Florin Citu: the government cut 10 billion lei from investment, the effects will be visible next year
The liberal senator Florin Citu published on Sunday a report where it is clear that the government cut 10.6 billion lei from investments and the effects of this measure will be transposed in the stopping of economic growth, the increase of inflation and unemployment, as well as the increase to 4.8% of GDP of the budgetary deficit.
The estimates of Florin Citu show a deceleration of economic growth up to 3.8% - 4.2% in 2018 ( from 5.5% in 2017) the level of 4.5% of inflation and 5.2% of unemployment and the increase of the budgetary deficit from 3.2% to 3.5% of GDP in 2017 to 4.5% - 4.8% of GDP in 2018.
As arguments for such estimates, Florin Citu shows the evolutions of the first nine months of this year when the government confiscated the reserves, provisions and dividends of all state-run companies’ and ‘cut 10.6 billion lei from investments to reduce the deficit in the budget’.
‘The implementation of the governing programme Dragnea –Valcov deepened the macroeconomic imbalance. The economic growth, based on consumption shows its costs. Prices increase, interests, euro and the dollar against the leu, the budgetary deficit, the commercial deficit, the deficit of current account and the public debt. In this context, the contribution of investments to the economic growth is zero’ shows Florin Citu in his report entitle ‘ the State of Romania after 9 months of PSD governing’
The first 6 months of 2017 surprised as regards the economic growth, says the liberal senator. The salary increases, especially the promises from the salary law increased expectations which are exaggerated among the employees in the public sector. The salary increases in the budget-paid sector, much higher than the increase of productivity, in the context where the salaries in the public administration are higher than those in the private sector – they all created chaos on the work force market.A market of the workforce already affected by the migration of the last years is now troubled by salary promises with increases up to 100% in the public sector. In this context, consumption exploded’.
On the other hand, investments went down both in the public sector and the private one’. In the private sector ‘ the entrepreneurs stopped investments due to the issues on the workforce market’. In the public sector, the investments were massively cut, ‘ to make place for salary increases’.
Florin Citu shows that in the first six months of 2017 the economy grew due to the consumption, and investments did not contribute with anything. ‘This structure of the economic growth increases mistrust in the economy and leads to the reduction of investments ( the yield of invested capital does not cover the risk of investments in Romania). It is a vicious circle which will be stopped either by an economic crisis or by the stoppage of salary promises without connection with the real economy’.
When referring to the budgetary execution the liberal senator shows that this is ‘ surprisingly bad’ for an economy which grows rapidly due to consumption. ‘ The negative surprise, in this economic context appears at the evolution of fiscal income, which are with 1.1 percentage points of GDP lower as compared to the same period of 2016. This evolution represents a worsening of the situation in Q3. After 6 months, the fiscal income were only with 0.7% of GDP lower as compared to 2016. The bad evolution of the fiscal income collected for the budget led to the doubling the deficit at 9 months, 0.81% of GDP against 0.49% of GDP during the same period of the previous year’.

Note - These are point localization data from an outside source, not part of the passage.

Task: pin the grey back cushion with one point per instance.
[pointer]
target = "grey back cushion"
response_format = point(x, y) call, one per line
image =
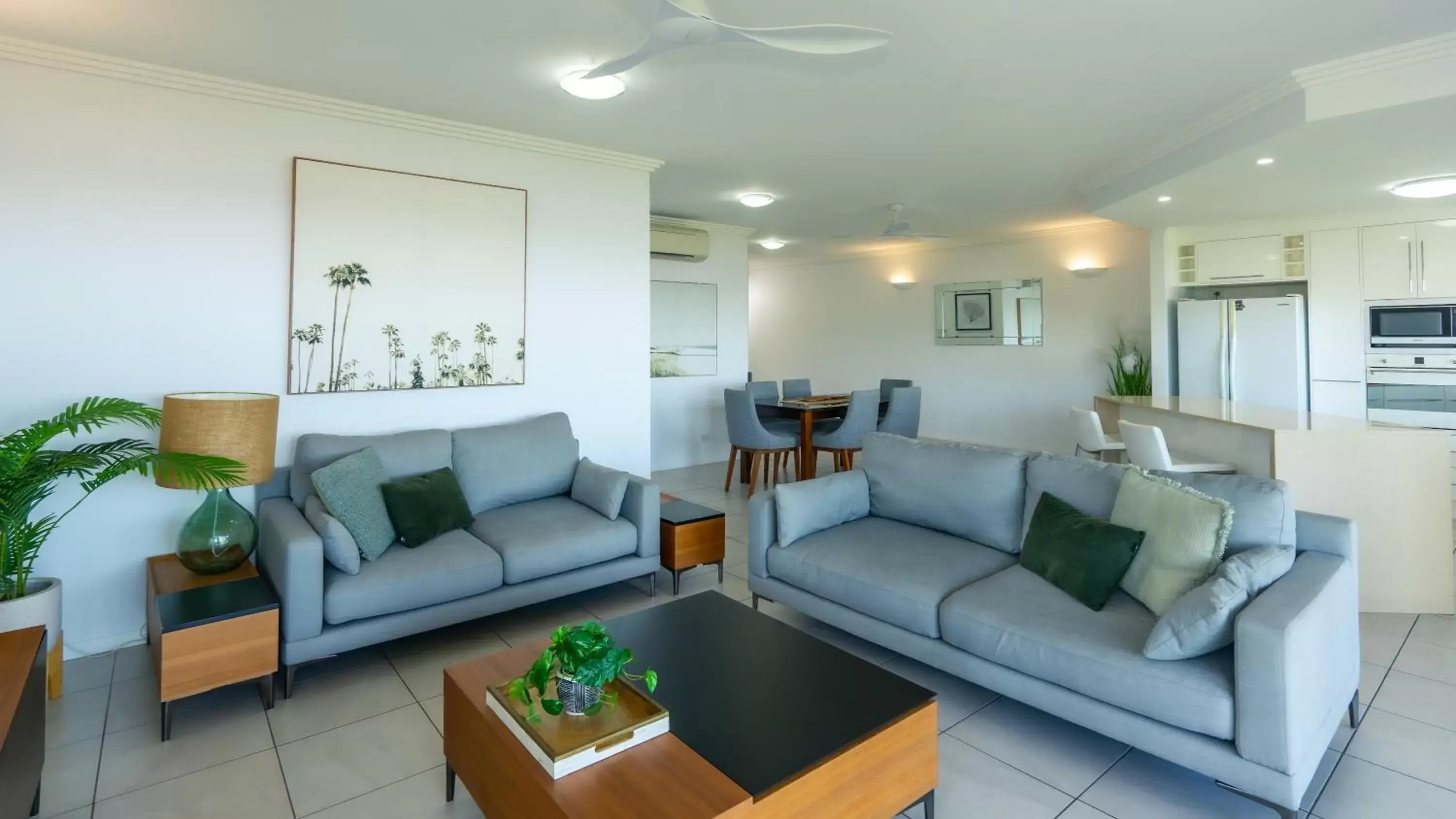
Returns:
point(513, 463)
point(1263, 508)
point(404, 454)
point(960, 489)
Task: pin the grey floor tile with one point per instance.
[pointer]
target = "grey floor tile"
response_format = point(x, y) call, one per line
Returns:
point(975, 786)
point(1145, 787)
point(1055, 751)
point(864, 649)
point(1419, 699)
point(956, 699)
point(137, 757)
point(350, 761)
point(338, 699)
point(1360, 790)
point(76, 716)
point(421, 796)
point(244, 789)
point(1429, 661)
point(69, 777)
point(1407, 747)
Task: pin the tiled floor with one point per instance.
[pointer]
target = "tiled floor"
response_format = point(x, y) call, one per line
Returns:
point(362, 735)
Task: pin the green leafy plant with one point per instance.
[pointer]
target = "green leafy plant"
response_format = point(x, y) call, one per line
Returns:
point(1130, 373)
point(584, 654)
point(30, 473)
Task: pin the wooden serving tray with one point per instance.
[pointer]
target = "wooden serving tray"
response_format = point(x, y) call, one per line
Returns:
point(565, 745)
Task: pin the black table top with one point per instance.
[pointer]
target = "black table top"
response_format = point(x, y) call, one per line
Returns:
point(758, 699)
point(216, 603)
point(679, 512)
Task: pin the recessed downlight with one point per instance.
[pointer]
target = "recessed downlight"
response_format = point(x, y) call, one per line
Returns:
point(599, 88)
point(1429, 188)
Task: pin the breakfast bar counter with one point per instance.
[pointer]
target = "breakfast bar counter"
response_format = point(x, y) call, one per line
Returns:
point(1392, 480)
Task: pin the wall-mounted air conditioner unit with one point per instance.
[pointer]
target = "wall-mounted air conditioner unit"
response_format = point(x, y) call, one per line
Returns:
point(679, 244)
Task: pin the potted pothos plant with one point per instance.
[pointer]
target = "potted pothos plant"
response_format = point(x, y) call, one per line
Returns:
point(581, 659)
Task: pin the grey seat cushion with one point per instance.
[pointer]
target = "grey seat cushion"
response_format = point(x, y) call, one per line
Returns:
point(1021, 622)
point(512, 463)
point(975, 492)
point(887, 569)
point(404, 454)
point(447, 568)
point(551, 536)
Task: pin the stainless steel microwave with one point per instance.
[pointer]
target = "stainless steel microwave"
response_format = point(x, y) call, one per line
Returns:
point(1413, 327)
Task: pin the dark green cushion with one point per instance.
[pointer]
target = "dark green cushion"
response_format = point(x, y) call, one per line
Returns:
point(1079, 555)
point(426, 507)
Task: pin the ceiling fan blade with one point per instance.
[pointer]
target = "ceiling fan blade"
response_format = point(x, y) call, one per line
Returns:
point(651, 49)
point(811, 40)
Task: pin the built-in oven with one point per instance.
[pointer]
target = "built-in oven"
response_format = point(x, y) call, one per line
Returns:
point(1413, 327)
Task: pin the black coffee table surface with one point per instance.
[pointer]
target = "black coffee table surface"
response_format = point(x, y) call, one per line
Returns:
point(758, 699)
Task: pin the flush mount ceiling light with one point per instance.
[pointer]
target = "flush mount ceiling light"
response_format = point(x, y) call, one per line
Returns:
point(1429, 188)
point(577, 83)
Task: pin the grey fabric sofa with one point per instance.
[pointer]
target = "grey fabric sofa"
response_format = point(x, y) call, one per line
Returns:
point(529, 543)
point(932, 573)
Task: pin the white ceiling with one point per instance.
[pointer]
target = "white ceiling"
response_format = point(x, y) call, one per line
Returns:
point(982, 115)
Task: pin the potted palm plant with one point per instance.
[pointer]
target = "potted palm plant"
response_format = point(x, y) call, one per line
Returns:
point(31, 473)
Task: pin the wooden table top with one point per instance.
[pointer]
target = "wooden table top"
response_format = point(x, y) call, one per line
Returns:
point(662, 777)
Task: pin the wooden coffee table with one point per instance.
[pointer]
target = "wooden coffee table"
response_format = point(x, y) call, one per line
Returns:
point(766, 723)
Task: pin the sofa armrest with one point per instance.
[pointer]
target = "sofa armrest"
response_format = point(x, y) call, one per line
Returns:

The liberal senator shows that in the first nine months, the expenses for investments which include expenses on capital, as well as those for the programmes of development financed out of internal and external sources were of 12.1 billion lei and 1.4% of GDP respectively. ‘ This means that there are 60% lower than the expenses with the investments in the first 9 months of 2016. From a historical perspective 2017 shows the minimum for investments expenses.It is the year where productivity stands still or even goes down relatively to the countries with which Romania is in competition for the capital’.
As regards the effects of these evolutions, Florin Citu mentions that in Q3 there start to be seen the signs of deterioration with negative effect on long term of the budget structure. ‘ In only several months, the percentage from fiscal income and contributions which lead to expenses with salaries and social assistance grew from 69% to 75%. Thus, there is still a quarter of income for other expenses, including investments’.
‘The priorities of the government are clear. In 2017 the expenses with salaries grow by 20%, those with social assistance grow by 11.7% and those for investments drop by 40%. Under these conditions. the economic growth of the next years needs the same dynamics of the salaries. Otherwise, the economic growth drops suddenly’, Florin Citu shows. He adds that the PSD government ‘ destroyed the structure of the budget, killed investments and the growth potential and especially took Romania out of Europe with one step’.
‘The estimates for the near future of Romania are bleak. The figures, both mine and those of the EU show that Romania heads to a dangerous direction. The only PSD objective connected to the economy for 2017 is the target for the deficit of 2.99% of GDP. To reach this target it is clear that there are new taxes coming for the private environment as well as massive reductions of expenses’ the liberal senator ends.